Daphne E. Schlesinger1,3,4, Tricia Cottrell5, Peter Nguyen6,7, Sneha Berry6,7,
Benjamin Green6,7, Nicolas Giraldo-Castillo5, Janice M. Taube5,6,7, and Alex
Szalay1,2,3, 1Johns Hopkins Department of Physics & Astronomy; 2Johns Hopkins Department of Computer Science; 3The Institute for Data Intensive Engineering and Science; 4Johns Hopkins Department of Biomedical Engineering; 5Johns Hopkins Department of Pathology; 6Johns Hopkins Department of Dermatology; 7Bloomberg-Kimmel Institute for Cancer Immunotherapy
Targeted immunotherapy is an increasingly promising area of innovation for cancer treatment. In particular, researchers have identified a correlation between patient survival and the spatial relations between T-cells and the tumor margin . Furthermore, the expression of transmembrane proteins on tumor cells, most notable PD-L1, reflects the immunogenicity of the cells of a given cancer, advising personalized treatment options for patients . These tissue parameters can be studied via various staining and microscopy modalities, including multispectral imaging technologies and multiplexed immunofluorescence. Some microscope software provides limited methods for segmenting tissue and phenotyping individual cells. Currently, the process for any type of analysis of cells and tissue is highly labor intensive, time-consuming, and not particularly precise.

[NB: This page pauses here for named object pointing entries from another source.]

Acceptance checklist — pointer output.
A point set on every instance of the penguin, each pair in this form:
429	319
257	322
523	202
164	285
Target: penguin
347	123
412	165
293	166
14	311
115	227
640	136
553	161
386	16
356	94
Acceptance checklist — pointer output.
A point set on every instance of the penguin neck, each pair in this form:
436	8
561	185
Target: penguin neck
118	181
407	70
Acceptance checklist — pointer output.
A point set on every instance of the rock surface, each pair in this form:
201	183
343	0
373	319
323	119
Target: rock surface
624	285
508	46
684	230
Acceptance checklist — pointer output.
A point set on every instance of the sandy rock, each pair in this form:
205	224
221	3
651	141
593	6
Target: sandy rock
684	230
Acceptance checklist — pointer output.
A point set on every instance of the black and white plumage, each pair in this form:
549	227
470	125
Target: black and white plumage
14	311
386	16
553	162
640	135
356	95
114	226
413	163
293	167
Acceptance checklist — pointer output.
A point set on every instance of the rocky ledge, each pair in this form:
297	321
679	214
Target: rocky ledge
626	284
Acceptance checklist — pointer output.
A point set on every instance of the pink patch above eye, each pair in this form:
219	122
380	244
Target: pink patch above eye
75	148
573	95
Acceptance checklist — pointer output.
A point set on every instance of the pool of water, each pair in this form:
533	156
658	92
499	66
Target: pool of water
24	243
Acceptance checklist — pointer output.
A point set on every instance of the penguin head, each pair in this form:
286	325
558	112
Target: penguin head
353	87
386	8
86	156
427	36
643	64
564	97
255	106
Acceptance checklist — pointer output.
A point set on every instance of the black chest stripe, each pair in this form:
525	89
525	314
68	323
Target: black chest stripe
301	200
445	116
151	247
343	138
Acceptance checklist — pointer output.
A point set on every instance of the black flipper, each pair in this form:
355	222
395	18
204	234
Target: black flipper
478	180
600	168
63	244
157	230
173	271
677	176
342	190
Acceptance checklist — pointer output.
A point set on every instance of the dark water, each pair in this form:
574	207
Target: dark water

Given that there are both immense treatment opportunities and an evident need for “big data” analysis for cancer immunotherapy, this work seeks to develop an efficient workflow for acquiring, processing, and providing open access to histological scans. This involves developing computational methods for spatially mapping different cell types, with respect to tumor margins, using image data provided by multispectral microscopy. In particular, the high-dimensional data is decomposed into 8 principle components, and viewed in a uniquely designed user interface alongside more conventional Haemotoxylin and Eosin (H&E) stains, in order to allow pathologists to identify associations between each principle component and tissue features. Images have also been assembled in a database for efficient access. In the longer term, the intention is to apply advanced deep learning algorithms to the images for segmentation and precise cell phenotype classification.
 Carstens, J.L. et.al. Spatial Computation of intratumoral T cells correlates with survival of patients with pancreatic cancer. Nature Communications 8, 15095 (2017).
 Nghiem, P.T. et.al. PD-1 Blockade with Pembrolizumab in Advanced Merkel-Cell Carcinoma. The New England Journal of Medicine 374, 2542-2552 (2016).